Goucher College tuition: $48000

I guess their students can afford the study abroad requirement.

Seriously, these kinds of examples just reflect how out-of-touch some people are.
It takes so little to be above average.

mythbuster

We've had this conversation before, back on the old Fora. As I remember, the courses/ skills that we collectively endorsed at the time were:

Personal finance
Computer literacy- at the time we though the Microsoft Certification programs might be a good place to start with this.
Nutrition and Cooking- I personally LOVE the idea of a nutrition gen ed with a cooking lab.

There likely were others that I don't remember. Some of these have shown up in the discussion above. NONE of these looks like what the current Gen Eds at most schools are.

Revisiting this in 2020 I would add a course in Local History and the impact of Government decisions on the area. This would nicely tie into a better understanding of Civics.

Now, If I truly ran the world, all of this would be a core of the middle and high school curriculum so that everyone had exposure to these necessary skills and ideas. But, we live in reality, so that's not likely to ever happen.

Ruralguy

At Goucher, I believe tuition covers study abroad so long as you are on one of their sponsored programs.
As with most SLACs, list price can be dramatically reduced with various scholarships.

Hegemony

#95
Quote from: marshwiggle on May 11, 2021, 05:16:23 AM

Goucher College tuition: $48000

I guess their students can afford the study abroad requirement.

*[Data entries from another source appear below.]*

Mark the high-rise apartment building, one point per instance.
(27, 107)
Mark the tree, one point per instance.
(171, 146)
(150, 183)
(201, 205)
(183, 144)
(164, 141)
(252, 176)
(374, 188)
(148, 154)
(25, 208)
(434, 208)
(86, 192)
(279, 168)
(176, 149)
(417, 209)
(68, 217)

Seriously, these kinds of examples just reflect how out-of-touch some people are.

Remember that $48,000 is just the sticker price. It only applies to rich kids who get no financial aid.

Goucher's website says that 97% of its students receive financial aid, and that "Goucher awards more than $44 million annually in financial aid (through grants, scholarships, loans, and federal work-study), and our average debt is almost 12 percent below the national average." Niche.com says that the average award package at Goucher is $31,804 per year, meaning the students are actually on the hook for around $16,000.

It's a common misunderstanding among parents that a college's nominal cost is the actual cost paid by students and their families, but I'm surprised to see that even some academics don't know how college pricing works.

Ruralguy

In my experience parents understand this very well. It seems to be our faculty who don't get discounts.